Dabei stellt die aktuelle Gesetzeslage durchaus den Rahmen bereit, um Inklusion im regulären Schulsystem zu fördern. Das Gesetz von 1973, das das Recht behinderter Kinder anerkennt, eine Ausbildung in einer Sonderschule zu bekommen, wurde 1994 reformiert, um die Inklusion in Regelschulen stärker zu fördern. So viele Kinder wie möglich sollen mit einer den speziellen Bedürfnissen angepassten Unterstützung durch Fachpersonal in Regelschulen unterrichtet werden.

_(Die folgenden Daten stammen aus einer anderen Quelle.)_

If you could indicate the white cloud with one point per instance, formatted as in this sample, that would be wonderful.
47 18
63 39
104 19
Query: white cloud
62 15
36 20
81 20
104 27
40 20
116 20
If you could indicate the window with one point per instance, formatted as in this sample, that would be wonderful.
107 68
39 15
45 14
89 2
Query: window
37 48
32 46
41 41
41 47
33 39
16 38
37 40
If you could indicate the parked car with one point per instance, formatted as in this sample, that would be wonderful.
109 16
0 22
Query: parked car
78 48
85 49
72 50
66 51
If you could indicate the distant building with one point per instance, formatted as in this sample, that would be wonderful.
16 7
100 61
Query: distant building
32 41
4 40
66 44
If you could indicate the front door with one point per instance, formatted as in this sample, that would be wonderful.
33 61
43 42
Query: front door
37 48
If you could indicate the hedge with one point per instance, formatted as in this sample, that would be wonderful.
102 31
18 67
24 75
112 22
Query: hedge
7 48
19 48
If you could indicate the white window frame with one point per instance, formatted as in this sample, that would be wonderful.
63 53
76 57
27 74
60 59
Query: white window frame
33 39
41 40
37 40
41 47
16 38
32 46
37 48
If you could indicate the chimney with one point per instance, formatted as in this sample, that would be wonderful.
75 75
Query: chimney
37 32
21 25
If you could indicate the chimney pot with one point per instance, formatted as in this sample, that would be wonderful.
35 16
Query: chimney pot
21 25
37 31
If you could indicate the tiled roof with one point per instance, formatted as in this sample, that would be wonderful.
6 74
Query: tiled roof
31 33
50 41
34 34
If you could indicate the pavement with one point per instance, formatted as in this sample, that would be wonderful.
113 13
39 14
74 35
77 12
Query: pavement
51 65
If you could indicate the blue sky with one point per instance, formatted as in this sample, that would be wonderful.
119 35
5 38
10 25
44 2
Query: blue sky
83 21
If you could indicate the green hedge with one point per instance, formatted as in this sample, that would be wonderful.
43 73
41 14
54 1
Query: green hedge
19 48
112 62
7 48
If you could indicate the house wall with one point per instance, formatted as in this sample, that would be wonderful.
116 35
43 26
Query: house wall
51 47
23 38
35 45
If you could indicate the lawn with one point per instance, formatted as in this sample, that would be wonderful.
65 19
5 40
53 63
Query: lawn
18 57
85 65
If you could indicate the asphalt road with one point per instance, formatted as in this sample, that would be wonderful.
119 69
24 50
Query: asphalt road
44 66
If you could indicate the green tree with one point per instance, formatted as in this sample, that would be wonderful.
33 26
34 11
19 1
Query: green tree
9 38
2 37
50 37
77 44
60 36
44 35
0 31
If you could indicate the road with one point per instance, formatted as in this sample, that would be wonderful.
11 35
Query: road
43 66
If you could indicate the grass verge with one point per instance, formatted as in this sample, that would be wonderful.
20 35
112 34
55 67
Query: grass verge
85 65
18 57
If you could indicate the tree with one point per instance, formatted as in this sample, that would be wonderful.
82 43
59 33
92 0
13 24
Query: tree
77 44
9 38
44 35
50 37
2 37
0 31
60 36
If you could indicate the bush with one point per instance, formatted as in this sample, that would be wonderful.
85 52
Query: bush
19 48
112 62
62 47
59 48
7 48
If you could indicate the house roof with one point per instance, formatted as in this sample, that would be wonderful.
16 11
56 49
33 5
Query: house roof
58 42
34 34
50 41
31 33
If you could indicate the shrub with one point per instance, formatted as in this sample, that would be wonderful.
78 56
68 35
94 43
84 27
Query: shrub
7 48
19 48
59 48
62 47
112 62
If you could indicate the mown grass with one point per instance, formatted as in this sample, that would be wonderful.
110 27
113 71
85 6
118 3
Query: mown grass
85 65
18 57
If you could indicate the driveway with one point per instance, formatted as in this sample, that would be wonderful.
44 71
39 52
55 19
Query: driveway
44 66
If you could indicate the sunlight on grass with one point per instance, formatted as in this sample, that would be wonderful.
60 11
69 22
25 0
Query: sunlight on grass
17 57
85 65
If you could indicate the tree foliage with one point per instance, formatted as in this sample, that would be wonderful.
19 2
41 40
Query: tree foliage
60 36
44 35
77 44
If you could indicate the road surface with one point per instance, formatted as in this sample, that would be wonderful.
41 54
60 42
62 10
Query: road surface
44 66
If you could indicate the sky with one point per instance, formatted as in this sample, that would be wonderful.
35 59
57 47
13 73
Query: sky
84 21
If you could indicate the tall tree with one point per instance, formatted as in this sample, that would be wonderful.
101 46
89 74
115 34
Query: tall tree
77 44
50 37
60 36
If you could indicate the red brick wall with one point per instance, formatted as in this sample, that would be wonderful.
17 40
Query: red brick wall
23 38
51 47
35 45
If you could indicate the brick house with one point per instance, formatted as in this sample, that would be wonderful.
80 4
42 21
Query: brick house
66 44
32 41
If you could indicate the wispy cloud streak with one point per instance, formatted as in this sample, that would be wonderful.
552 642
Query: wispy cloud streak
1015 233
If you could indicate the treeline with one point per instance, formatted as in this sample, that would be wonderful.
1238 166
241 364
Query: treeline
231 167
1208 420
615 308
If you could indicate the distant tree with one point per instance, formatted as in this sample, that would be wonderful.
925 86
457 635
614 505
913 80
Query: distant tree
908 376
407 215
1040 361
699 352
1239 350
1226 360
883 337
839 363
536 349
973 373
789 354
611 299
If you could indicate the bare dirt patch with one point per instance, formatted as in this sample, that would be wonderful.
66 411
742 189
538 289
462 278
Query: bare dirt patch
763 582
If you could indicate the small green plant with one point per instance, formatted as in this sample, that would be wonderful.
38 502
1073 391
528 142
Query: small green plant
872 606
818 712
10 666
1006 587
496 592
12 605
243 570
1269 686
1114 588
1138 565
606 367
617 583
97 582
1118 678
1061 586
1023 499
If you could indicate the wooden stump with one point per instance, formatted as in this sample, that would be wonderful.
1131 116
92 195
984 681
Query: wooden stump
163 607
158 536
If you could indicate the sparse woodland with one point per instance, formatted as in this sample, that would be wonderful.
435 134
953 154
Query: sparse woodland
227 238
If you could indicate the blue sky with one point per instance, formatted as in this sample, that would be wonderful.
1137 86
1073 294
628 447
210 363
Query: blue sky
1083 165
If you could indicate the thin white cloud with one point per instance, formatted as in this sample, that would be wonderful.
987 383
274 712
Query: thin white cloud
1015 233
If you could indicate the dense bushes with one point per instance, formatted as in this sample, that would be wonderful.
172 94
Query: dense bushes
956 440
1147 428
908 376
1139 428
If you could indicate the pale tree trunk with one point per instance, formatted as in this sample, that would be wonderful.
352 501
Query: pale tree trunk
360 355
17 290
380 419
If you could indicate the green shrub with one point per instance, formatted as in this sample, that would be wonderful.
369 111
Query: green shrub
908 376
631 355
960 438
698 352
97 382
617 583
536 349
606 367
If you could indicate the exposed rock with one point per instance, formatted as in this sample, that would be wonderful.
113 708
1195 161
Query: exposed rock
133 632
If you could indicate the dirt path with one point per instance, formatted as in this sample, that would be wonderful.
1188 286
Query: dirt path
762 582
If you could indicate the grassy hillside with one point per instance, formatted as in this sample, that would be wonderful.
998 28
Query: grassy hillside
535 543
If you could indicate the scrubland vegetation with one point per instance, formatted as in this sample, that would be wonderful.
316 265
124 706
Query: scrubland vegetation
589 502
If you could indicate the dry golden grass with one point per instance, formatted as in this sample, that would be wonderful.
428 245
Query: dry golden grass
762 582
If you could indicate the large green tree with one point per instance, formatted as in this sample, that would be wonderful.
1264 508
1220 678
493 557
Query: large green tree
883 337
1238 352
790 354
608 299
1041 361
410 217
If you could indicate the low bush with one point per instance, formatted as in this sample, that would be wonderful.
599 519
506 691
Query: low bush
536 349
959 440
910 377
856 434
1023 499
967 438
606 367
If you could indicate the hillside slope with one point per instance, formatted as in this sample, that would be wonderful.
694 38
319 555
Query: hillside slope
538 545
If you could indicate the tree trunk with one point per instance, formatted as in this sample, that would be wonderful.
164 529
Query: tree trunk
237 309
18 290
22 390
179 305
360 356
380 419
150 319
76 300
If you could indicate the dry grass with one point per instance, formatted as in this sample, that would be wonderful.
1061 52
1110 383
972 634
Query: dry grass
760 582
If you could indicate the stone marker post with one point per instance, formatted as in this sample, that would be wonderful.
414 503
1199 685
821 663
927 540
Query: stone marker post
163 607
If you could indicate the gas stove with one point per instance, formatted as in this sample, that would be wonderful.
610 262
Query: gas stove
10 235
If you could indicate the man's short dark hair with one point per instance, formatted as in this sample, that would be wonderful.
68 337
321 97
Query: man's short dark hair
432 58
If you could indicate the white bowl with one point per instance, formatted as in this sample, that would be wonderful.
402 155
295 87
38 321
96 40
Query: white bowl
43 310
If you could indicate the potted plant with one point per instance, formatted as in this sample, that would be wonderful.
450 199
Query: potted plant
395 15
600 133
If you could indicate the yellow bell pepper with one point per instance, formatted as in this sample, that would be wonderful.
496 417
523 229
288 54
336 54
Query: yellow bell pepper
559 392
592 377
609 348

Ein langer Weg zur Inklusion in der Schule

Doch „wenn die Inklusion denn wirklich ernst genommen werden würde“, so Martine Kirsch, dann würde sich das Land auch mehr Mittel geben. Für Martine Kirsch ist die inklusive Grundschule „Eis Schoul“ in Kirchberg ein Modell, das stärker unterstützt und ausgebaut werden müsste. „Einige Zyklen sitzen mittlerweile in Containern, die Warteliste der Schule wird immer länger, aber der Staat unternimmt nichts“, so Kirsch. Sie verweist auf den nationalen Aktionsplan zur Umsetzung der Konvention für Menschen mit Behinderungen. Dieser verfolge zwar einige gute Ansätze für den außerschulischen Bereich. Inklusion in der Schule werde jedoch weiterhin nur stiefmütterlich behandelt, so die Präsidentin des Vereins „Zesummen fir Inklusioun“.

Martine Kirsch bemängelt ein völlig veraltetes Schulsystem, den Mangel an Fachpersonal und Materialien, bürokratische Hürden und vor allem das Festhalten am parallelen System der Spezialklassen. „Unter diesen Bedingungen hat die Inklusion kaum eine Chance hier irgendwann Wirklichkeit zu werden“, schlussfolgert Kirsch. „Schon gar nicht mit, aber auch nicht ohne Virus.“

Noé, der Schüler aus dem deutsch-luxemburgischen Lyzeum in Perl, sehnt indes die Rentrée herbei. Angst macht dem Jungen allerdings die Gefahr eines zweiten Lockdowns. Er spricht von seinem Freund, den er während der Zeit in Quarantäne und jetzt während der Ferien sehr vermisse. „Mit einem zweiten Lockdown würde ich in ein ganz tiefes Loch fallen. Denn ich freue mich auf die Schule“, sagt der Junge.